Prononcé publiquement par mise à disposition de l'arrêt au greffe de la Cour le 09 Février 2023, les parties en ayant été préalablement avisées dans les conditions prévues au deuxième alinéa...

TP/SB

Numéro 23/518

COUR D'APPEL DE PAU

Chambre sociale

ARRÊT DU 09/02/2023

Dossier : N° RG 21/00699 - N° Portalis DBVV-V-B7F-HZNC

Nature affaire :

Contestation du motif non économique de la rupture du contrat de travail

Affaire :

[O] [Z]

C/

S.A.R.L. AMBULANCES DES ETOILES

Grosse délivrée le

à :

RÉPUBLIQUE FRANÇAISE

AU NOM DU PEUPLE FRANÇAIS

A R R Ê T

Prononcé publiquement par mise à disposition de l'arrêt au greffe de la Cour le 09 Février 2023, les parties en ayant été préalablement avisées dans les conditions prévues au deuxième alinéa de l'article 450 du Code de Procédure Civile.

* * * * *

APRES DÉBATS

à l'audience publique tenue le 07 Décembre 2022, devant :

Madame PACTEAU, magistrat chargé du rapport,

assistée de Madame LAUBIE, greffière.

Madame [Y], en application des articles 805 et 907 du Code de Procédure Civile et à défaut d'opposition a tenu l'audience pour entendre les plaidoiries et en a rendu compte à la Cour composée de :

Madame CAUTRES, Présidente

Madame PACTEAU, Conseiller

Madame ESARTE, magistrat honoraire exerçant des fonctions juridictionnelles

qui en ont délibéré conformément à la loi.

dans l'affaire opposant :

APPELANTE :

Madame [O] [Z]

née le 04 Octobre 1993 à [Localité 7]

de nationalité Française

[Adresse 2]

[Localité 4]

(bénéficie d'une aide juridictionnelle Partielle numéro 2021/3026 du 28/05/2021 accordée par le bureau d'aide juridictionnelle de PAU)

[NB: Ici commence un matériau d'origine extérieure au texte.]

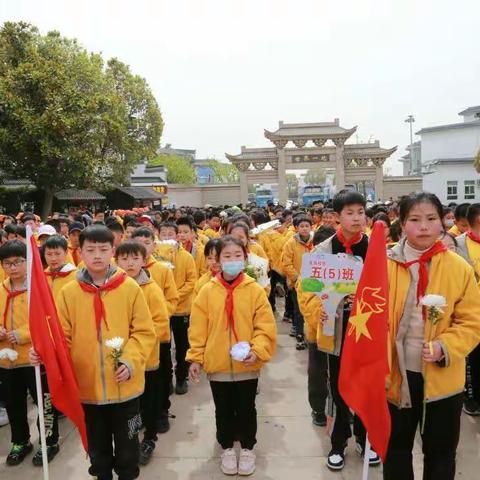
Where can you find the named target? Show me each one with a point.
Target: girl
(428, 345)
(232, 308)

Représentée par Maître LIPSOS-LAFAURIE de la SCP TANDONNET - LIPSOS LAFAURIE, avocat au barreau de TARBES

INTIMEE :

S.A.R.L. AMBULANCES DES ETOILES

[Adresse 1]

[Localité 3]

Représentée par Maître CHAUMONT de la SELARL JUDICONSEIL AVOCATS, avocat au barreau de TARBES

sur appel de la décision

en date du 22 FEVRIER 2021

rendue par le CONSEIL DE PRUD'HOMMES - FORMATION PARITAIRE DE TARBES

RG numéro : 18/00181

EXPOSÉ DU LITIGE

Mme [O] [Z] a été embauchée le 3 novembre 2017 par la société Ambulances des étoiles en qualité d'auxiliaire d'ambulancier, suivant contrat à durée déterminée pour une durée de 3 mois.

Le contrat de travail a été renouvelé pour une durée de 6 mois, jusqu'au 1er août 2018 et finalement transformé en contrat à durée indéterminée par avenant du 1er mars 2018.

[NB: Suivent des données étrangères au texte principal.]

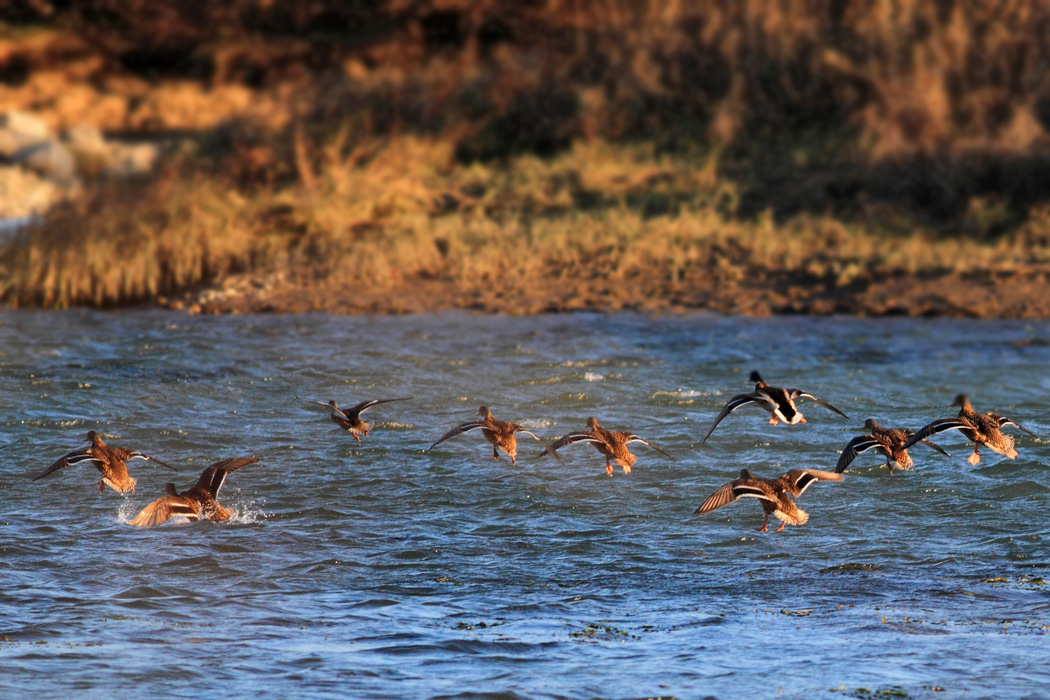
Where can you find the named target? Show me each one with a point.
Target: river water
(377, 570)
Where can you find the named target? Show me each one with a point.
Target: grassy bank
(597, 226)
(738, 155)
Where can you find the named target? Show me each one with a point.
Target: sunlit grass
(380, 214)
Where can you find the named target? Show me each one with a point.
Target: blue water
(377, 570)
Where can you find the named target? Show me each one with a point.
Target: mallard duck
(109, 461)
(889, 441)
(982, 428)
(779, 402)
(772, 493)
(198, 502)
(500, 433)
(350, 419)
(610, 443)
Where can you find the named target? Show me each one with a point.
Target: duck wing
(937, 426)
(799, 480)
(329, 406)
(77, 457)
(631, 438)
(579, 437)
(855, 447)
(213, 476)
(164, 509)
(359, 408)
(733, 404)
(547, 448)
(458, 430)
(738, 488)
(133, 454)
(798, 394)
(1004, 421)
(935, 446)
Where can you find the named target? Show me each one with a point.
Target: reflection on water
(376, 570)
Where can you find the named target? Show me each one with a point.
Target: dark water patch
(352, 567)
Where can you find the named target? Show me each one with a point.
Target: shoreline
(1022, 294)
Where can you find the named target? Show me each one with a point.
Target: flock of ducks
(776, 495)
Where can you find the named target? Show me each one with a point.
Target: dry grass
(380, 213)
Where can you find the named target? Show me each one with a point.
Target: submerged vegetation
(751, 156)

À compter du 11 juillet 2018, Mme [O] [Z] a été placée en arrêt de travail.

Le 12 octobre 2018, le médecin du travail l'a déclarée inapte à tout poste dans l'entreprise et a indiqué que tout maintien du salarié dans un emploi serait gravement préjudiciable à sa santé.

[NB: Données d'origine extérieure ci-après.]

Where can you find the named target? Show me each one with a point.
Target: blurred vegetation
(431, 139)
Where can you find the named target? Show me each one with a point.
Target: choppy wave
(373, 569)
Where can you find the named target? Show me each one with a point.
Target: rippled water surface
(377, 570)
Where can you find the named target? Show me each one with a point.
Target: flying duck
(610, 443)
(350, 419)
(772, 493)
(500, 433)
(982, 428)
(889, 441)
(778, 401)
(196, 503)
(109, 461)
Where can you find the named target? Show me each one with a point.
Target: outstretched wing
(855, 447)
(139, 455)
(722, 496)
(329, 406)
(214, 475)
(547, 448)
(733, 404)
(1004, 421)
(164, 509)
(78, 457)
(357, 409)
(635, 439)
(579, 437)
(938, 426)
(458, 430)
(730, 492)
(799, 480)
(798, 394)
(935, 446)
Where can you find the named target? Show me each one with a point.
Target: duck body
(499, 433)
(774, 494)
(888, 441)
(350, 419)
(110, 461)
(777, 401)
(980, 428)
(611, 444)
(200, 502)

La société Ambulances des étoiles a demandé au médecin du travail de reconsidérer sa décision compte tenu de l'arrêt de travail toujours en cours.

Le 14 novembre 2018, le médecin du travail a maintenu sa décision d'inaptitude.

Mme [O] [Z] a été licenciée pour inaptitude par courrier en date du 27 décembre 2018 envoyé le lendemain.

Estimant avoir subi du harcèlement moral de la part de son employeur, elle a saisi la juridiction prud'homale par requête déposée le 17 octobre 2018 aux fins d'obtenir des dommages et intérêts ainsi que le paiement d'heures supplémentaires.

Par jugement du 22 février 2021, le conseil de prud'hommes de Tarbes a notamment':

- dit que le licenciement de Mme [O] [Z] pour inaptitude prononcé à son encontre est fondé,

- débouté Mme [O] [Z] de l'ensemble de ses demandes fins et conclusions,

- débouté la société Ambulances des étoiles de sa demande de paiement de 5 000 € pour procédure abusive ainsi qu'au paiement de 2 500 € sur le fondement de l'article 700 du code de procédure civile,

- ordonné en tant que de besoin la remise par la société Ambulances des étoiles du bulletin de salaire du mois de mai 2018 à Mme [O] [Z] sans astreinte,

- dit que les dépens seront à la charge du demandeur.

Le 4 mars 2021, Mme [O] [Z] a interjeté appel de ce jugement dans des conditions de forme et de délai qui ne sont pas contestées.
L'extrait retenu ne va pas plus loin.